Amanda Freise, a lecturer in the microbiology, immunology and molecular genetics department, teaches a two quarter long laboratory class about viruses that infect bacteria, with the first half starting in spring quarter.

Freise moved fall quarter’s content, where students analyze genomes, to spring, since students can access the necessary bioinformatics tools from their computers at home. She also adjusted the labs so students could complete them individually instead of in the usual teams of four.

Freise said she did not realize how much she relied on in-person teaching to deliver important information to students.

“We have slides and readings, … but there were so many little sticking points or things that would need troubleshooting in class,” Freise said. “I’m not working with everybody in person or at the same time, (so) I have to really think about what the problems could be and then incorporate them into the materials.”

Freise said the majority of her students watch the lectures live but have their audio and video off.
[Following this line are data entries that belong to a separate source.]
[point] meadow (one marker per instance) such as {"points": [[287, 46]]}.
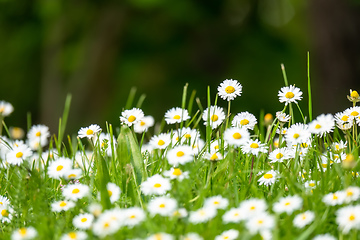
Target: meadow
{"points": [[203, 172]]}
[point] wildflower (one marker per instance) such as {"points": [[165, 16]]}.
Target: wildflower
{"points": [[303, 219], [161, 141], [260, 222], [24, 233], [5, 108], [133, 216], [254, 147], [216, 116], [176, 115], [231, 234], [282, 117], [59, 167], [163, 206], [180, 155], [288, 204], [236, 136], [83, 221], [268, 178], [62, 206], [78, 235], [132, 116], [336, 198], [18, 154], [348, 218], [290, 94], [176, 173], [144, 124], [155, 185], [217, 202], [234, 215], [202, 215], [76, 191], [89, 132], [229, 89], [244, 120], [279, 155]]}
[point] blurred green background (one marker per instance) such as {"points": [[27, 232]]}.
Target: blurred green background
{"points": [[97, 50]]}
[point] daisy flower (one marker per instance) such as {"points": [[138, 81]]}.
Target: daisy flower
{"points": [[236, 136], [230, 234], [24, 233], [303, 219], [176, 173], [89, 131], [268, 178], [155, 185], [254, 147], [6, 108], [78, 235], [132, 116], [244, 120], [59, 167], [161, 141], [279, 155], [133, 216], [144, 124], [289, 94], [202, 215], [181, 154], [76, 191], [288, 204], [62, 206], [234, 215], [229, 89], [322, 125], [83, 221], [260, 222], [18, 154], [217, 202], [176, 115], [348, 218], [163, 206], [216, 116]]}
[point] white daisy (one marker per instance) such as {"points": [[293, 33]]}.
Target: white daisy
{"points": [[216, 116], [289, 94], [244, 120], [176, 115], [229, 89], [132, 116], [89, 131]]}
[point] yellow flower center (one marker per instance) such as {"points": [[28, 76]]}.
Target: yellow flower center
{"points": [[214, 118], [177, 172], [354, 94], [229, 89], [254, 145], [157, 185], [236, 135], [268, 176], [75, 191], [180, 154], [89, 132], [289, 95], [244, 122]]}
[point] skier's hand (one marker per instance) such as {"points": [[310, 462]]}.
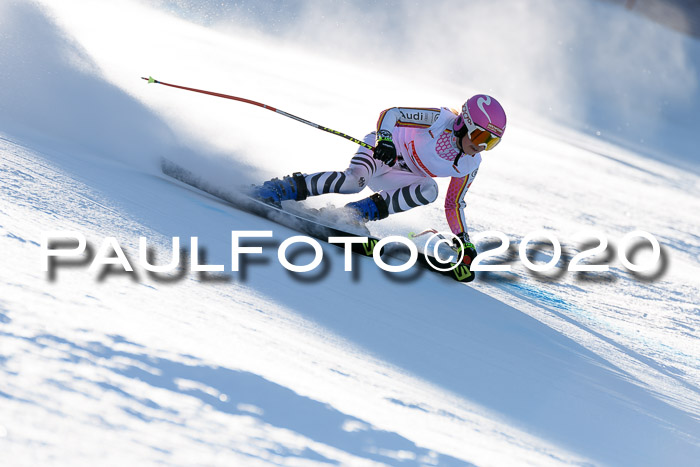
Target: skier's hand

Students are also hesitant to participate when she asks for questions or in-class discussion, she added.

“I worry that the format of the course … may prevent (students) from feeling excited about the work,” Freise said. “If I had to guess, I think that they are not enjoying the remote learning as much as they would doing this work in a classroom.”

However, online learning allowed Fisher to increase the breadth and complexity of error analysis taught in the course because he can work directly with students during the scheduled lab sessions, he added.

“I don’t love Zoom but being able to … just kind of pop around from breakout room to breakout room really helps,” Fisher said. “We’re able to engage with (students) in a different and … less distracted way.”

Some students embraced the move to online learning, while others sat it out.

Aly Ung, a third-year bioengineering student, said she thinks how much students enjoy their lab courses depends on what they hoped to get out of them in the first place. Ung is currently enrolled in Bioengineering 167L.

Teaching assistants talk through laboratory procedures during lab sections and students complete post-lab assignments using provided data, Ung said. She added students are also required to analyze research articles related to the assignments.

Ung said she still enjoys the course because the research lab she works in already familiarized her with many of the protocols taught in Bioengineering 167L, allowing her to focus on gaining a deeper understanding of the techniques.

“What I’m learning now is basically hyperfocusing on what I want to learn, which is the motivations behind the experimental design,” Ung said.

Kenji Miura, a second-year chemistry and material science student, said he prefers the online version of his chemistry lab because he can focus on the science without having to perform the labs.

“I actually hate chem lab with a burning passion, so the fact that it’s not in-person is great,” Miura said. “(The labs) are just very stressful.”

Miura said he also enjoys the online lab lectures’ more flexible time constraints because his professor can spend more time on the material.

He added he chose to stay in his two lab courses because dropping them would force him to graduate late.

Tejas Patel, a second-year biochemistry student, said he enjoys the flexibility of his online lab but misses the troubleshooting aspect of performing labs in person. His lab course requires students to complete virtual labs through the online application Labster.

“Because (the experiments) are in the virtual lab, I don’t think you have the opportunity to like mess up and learn where you messed up,” Patel said. “If you realize you messed up it’s a learning experience, and I think that’s very valuable for students.”